This Script Tip Friday is brought to you by Ayush Kumar who is a Senior Application Engineer here at Ansys. Ayush will cover how to plot Stress Gradient on a path normal to the selected face at the selected node using PyDPF.
Sometimes for a better engineering decision it is important to analyze results along the normal to a face. This PyDPF example shows you how to plot a stress gradient normal at a selected node on a face.
Import necessary modules:
First, import the DPF-Core module as dpf
and import the included examples file and DpfPlotter
import matplotlib.pyplot as plt
from ansys.dpf import core as dpf
from ansys.dpf.core import operators as ops
from ansys.dpf.core.plotter import DpfPlotter
from ansys.dpf.core import examples
Next, link your result file(.rst) and print out the model
object. The :class:Model
class helps to organize access methods for the result by keeping track of the operators and data sources # used by the result file.

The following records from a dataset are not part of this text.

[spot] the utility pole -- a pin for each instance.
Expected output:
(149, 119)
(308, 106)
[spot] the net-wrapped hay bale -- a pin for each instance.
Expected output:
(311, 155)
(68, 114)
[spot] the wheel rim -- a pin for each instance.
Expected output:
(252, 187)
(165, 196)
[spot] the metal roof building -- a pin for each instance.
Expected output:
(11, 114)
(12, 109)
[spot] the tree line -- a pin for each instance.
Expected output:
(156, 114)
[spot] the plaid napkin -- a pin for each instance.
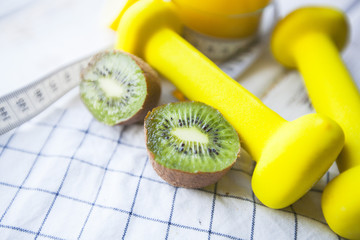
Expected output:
(63, 175)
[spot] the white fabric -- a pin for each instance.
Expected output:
(63, 175)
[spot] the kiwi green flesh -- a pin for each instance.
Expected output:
(191, 137)
(113, 87)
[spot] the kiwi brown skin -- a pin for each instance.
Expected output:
(153, 85)
(184, 179)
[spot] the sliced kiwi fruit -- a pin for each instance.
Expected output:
(119, 88)
(190, 144)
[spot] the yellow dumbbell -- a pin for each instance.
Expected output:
(310, 39)
(291, 156)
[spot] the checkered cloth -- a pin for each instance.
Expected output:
(63, 175)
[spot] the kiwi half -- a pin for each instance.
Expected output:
(190, 144)
(119, 88)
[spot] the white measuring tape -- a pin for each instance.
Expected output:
(25, 103)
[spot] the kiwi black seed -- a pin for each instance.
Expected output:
(190, 144)
(119, 88)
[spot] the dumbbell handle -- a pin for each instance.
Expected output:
(331, 89)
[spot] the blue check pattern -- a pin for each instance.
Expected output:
(64, 179)
(63, 175)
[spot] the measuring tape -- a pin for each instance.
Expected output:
(27, 102)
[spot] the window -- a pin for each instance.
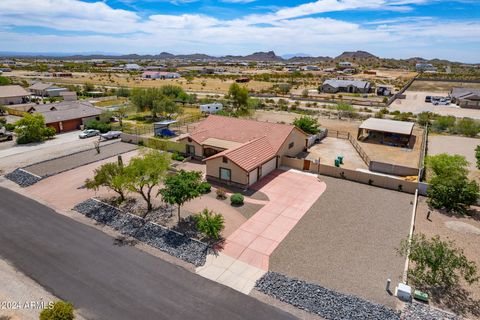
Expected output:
(225, 174)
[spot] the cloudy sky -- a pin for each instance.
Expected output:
(387, 28)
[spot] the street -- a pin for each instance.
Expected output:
(105, 281)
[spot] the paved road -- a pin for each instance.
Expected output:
(82, 265)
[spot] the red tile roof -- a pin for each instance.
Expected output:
(261, 141)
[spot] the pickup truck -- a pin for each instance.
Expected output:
(111, 135)
(6, 135)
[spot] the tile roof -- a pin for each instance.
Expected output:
(13, 91)
(258, 141)
(249, 155)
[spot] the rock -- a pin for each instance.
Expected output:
(324, 302)
(22, 178)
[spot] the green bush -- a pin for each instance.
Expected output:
(221, 194)
(205, 187)
(98, 125)
(210, 224)
(178, 157)
(60, 311)
(236, 199)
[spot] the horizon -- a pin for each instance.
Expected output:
(397, 29)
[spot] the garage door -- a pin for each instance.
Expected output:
(269, 167)
(253, 176)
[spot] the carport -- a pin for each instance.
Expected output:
(389, 132)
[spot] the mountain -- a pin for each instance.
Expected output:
(355, 55)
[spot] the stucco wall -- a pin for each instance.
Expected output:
(238, 174)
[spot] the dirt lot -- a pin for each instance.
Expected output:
(456, 145)
(330, 148)
(440, 86)
(415, 103)
(347, 240)
(383, 153)
(465, 231)
(52, 167)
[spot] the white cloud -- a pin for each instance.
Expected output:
(284, 30)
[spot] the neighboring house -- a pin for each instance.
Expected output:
(69, 96)
(425, 67)
(42, 89)
(13, 94)
(211, 107)
(240, 152)
(62, 116)
(350, 86)
(466, 97)
(160, 75)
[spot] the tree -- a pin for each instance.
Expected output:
(437, 263)
(181, 187)
(59, 311)
(307, 124)
(210, 224)
(112, 176)
(239, 97)
(32, 128)
(450, 188)
(145, 172)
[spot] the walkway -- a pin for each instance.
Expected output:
(245, 257)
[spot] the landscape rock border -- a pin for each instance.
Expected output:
(324, 302)
(157, 236)
(22, 177)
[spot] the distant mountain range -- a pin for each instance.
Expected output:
(269, 56)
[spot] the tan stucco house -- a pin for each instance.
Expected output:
(240, 152)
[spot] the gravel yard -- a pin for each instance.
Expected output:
(64, 163)
(347, 240)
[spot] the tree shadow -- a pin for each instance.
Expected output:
(458, 300)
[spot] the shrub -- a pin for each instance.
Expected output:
(205, 187)
(210, 224)
(178, 157)
(59, 311)
(98, 125)
(236, 199)
(221, 194)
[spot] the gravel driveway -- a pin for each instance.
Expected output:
(55, 166)
(347, 240)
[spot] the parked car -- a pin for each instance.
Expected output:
(6, 135)
(111, 135)
(88, 133)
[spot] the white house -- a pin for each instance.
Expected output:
(211, 107)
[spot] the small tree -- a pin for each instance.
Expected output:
(307, 124)
(112, 176)
(437, 263)
(59, 311)
(210, 224)
(181, 187)
(145, 172)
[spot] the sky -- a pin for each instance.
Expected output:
(386, 28)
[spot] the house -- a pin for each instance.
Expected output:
(62, 116)
(240, 152)
(68, 95)
(211, 107)
(42, 89)
(160, 75)
(350, 86)
(465, 97)
(425, 67)
(13, 94)
(389, 132)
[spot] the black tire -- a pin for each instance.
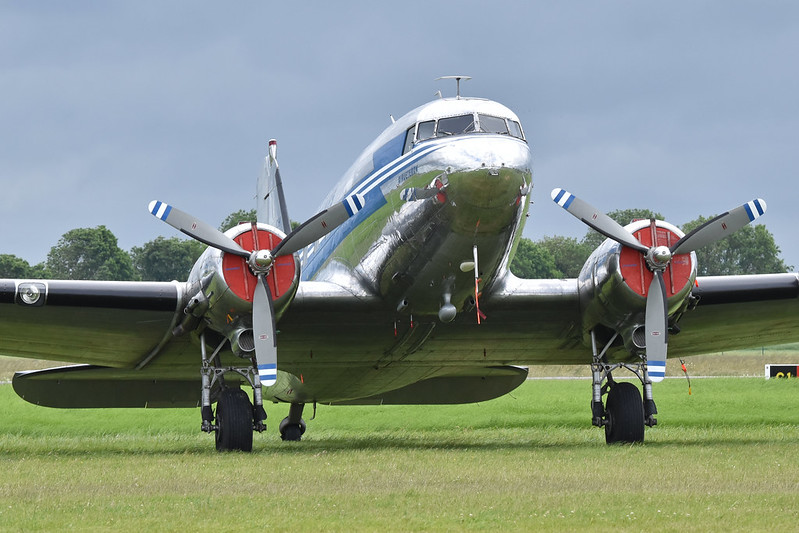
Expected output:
(625, 413)
(234, 421)
(292, 432)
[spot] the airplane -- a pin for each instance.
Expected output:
(397, 292)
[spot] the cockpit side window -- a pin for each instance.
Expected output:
(425, 130)
(409, 139)
(489, 124)
(515, 129)
(455, 125)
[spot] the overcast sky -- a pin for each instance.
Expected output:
(686, 108)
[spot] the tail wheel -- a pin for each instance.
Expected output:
(625, 414)
(234, 421)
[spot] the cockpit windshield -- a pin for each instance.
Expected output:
(460, 125)
(455, 125)
(489, 124)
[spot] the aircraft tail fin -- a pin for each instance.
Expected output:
(271, 202)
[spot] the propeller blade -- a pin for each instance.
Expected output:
(263, 318)
(721, 226)
(196, 229)
(656, 328)
(319, 225)
(596, 219)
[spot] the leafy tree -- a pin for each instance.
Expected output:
(236, 217)
(750, 250)
(12, 266)
(533, 261)
(166, 259)
(593, 238)
(569, 254)
(39, 271)
(89, 253)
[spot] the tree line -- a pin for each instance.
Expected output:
(94, 254)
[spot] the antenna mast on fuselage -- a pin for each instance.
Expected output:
(457, 83)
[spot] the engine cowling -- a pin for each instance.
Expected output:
(228, 284)
(615, 279)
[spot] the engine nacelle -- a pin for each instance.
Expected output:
(228, 284)
(615, 280)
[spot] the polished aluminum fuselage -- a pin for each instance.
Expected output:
(410, 253)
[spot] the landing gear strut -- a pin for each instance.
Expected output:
(624, 415)
(293, 426)
(236, 418)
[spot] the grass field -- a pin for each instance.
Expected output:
(723, 458)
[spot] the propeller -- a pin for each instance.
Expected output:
(260, 263)
(658, 259)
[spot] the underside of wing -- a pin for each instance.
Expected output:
(738, 312)
(116, 324)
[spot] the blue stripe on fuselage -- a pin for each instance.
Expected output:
(316, 255)
(369, 187)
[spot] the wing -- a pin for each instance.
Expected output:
(737, 312)
(728, 312)
(107, 323)
(122, 330)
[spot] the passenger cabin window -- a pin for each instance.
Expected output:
(426, 130)
(489, 124)
(409, 139)
(455, 125)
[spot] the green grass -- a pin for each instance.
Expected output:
(723, 458)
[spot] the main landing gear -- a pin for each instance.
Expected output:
(624, 415)
(236, 417)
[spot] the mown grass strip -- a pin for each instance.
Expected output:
(722, 458)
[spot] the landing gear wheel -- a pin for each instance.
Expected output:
(625, 414)
(292, 432)
(233, 421)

path = r”\Path\to\file.rst"
model = dpf.Model(path)
print(model)
Define the node_id
normal to which a stress gradient should be plotted.
node_id = 1928
The following command prints the mesh unit
unit = model.metadata.meshed_region.unit
print("Unit: %s" % unit)
depth
defines the path length / depth to which the path will penetrate. While defining depth
make sure you use the correct mesh unit. delta
defines distance between consecutive points on the path.
depth = 10 # in mm
delta = 0.1 # in mm
Get the meshed region
mesh = model.metadata.meshed_region
Get Equivalent stress fields container.
stress_fc = model.results.stress().eqv().eval()
Define Nodal scoping. Make sure to define "Nodal"
as the requested location, important for the normals
operator.
nodal_scoping = dpf.Scoping(location=dpf.locations.nodal)
nodal_scoping.ids = [node_id]
Get Skin Mesh because normals
operator requires Shells as input.
skin_mesh = ops.mesh.skin(mesh=mesh)
skin_meshed_region = skin_mesh.outputs.mesh.get_data()
Get normal at a node using normals
operator.
normal = ops.geo.normals()
normal.inputs.mesh.connect(skin_meshed_region)
normal.inputs.mesh_scoping.connect(nodal_scoping)
normal_vec_out_field = normal.outputs.field.get_data()
Normal vector is along the surface normal. We need to invert the vector using math.scale
operator inwards in the geometry, to get the path direction.
normal_vec_in_field = ops.math.scale(field=normal_vec_out_field,
ponderation=-1.0)
normal_vec_in = normal_vec_in_field.outputs.field.get_data().data[0]
Get Nodal coordinates, they serve as the first point on the line.
node = mesh.nodes.node_by_id(node_id)
line_fp = node.coordinates
Create 3D line equation.
fx = lambda t: line_fp[0] + normal_vec_in[0] * t
fy = lambda t: line_fp[1] + normal_vec_in[1] * t
fz = lambda t: line_fp[2] + normal_vec_in[2] * t
Create coordinates using 3D line equation.
coordinates = [[fx(t * delta), fy(t * delta), fz(t * delta)] for t in range(int(depth / delta))]
flat_coordinates = [entry for data in coordinates for entry in data]
Create Field for coordinates of the path.
field_coord = dpf.fields_factory.create_3d_vector_field(len(coordinates))
field_coord.data = flat_coordinates
field_coord.scoping.ids = list(range(1, len(coordinates) + 1))
Let's now map results on the path.
mapping_operator = ops.mapping.on_coordinates(
fields_container=stress_fc,
coordinates=field_coord,
create_support=True,
mesh=mesh
)
fields_mapped = mapping_operator.outputs.fields_container()
Here, we request the mapped field data and its mesh
field_m = fields_mapped[0]
mesh_m = field_m.meshed_region
Create stress vs length chart.
x_initial = 0.0
length = [x_initial + delta * index for index in range(len(field_m.data))]
plt.plot(length, field_m.data, "r")
plt.xlabel("Length (%s)" % mesh.unit)
plt.ylabel("Stress (%s)" % field_m.unit)
plt.show()
To create a plot, we need to add both the meshes mesh_m
- mapped mesh # mesh
- original mesh
pl = DpfPlotter()
pl.add_field(field_m, mesh_m)
pl.add_mesh(mesh, style="surface", show_edges=True,
color="w", opacity=0.3)
pl.show_figure(show_axes=True, cpos=[ (62.687, 50.119, 67.247), (5.135, 6.458, -0.355), (-0.286, 0.897, -0.336)])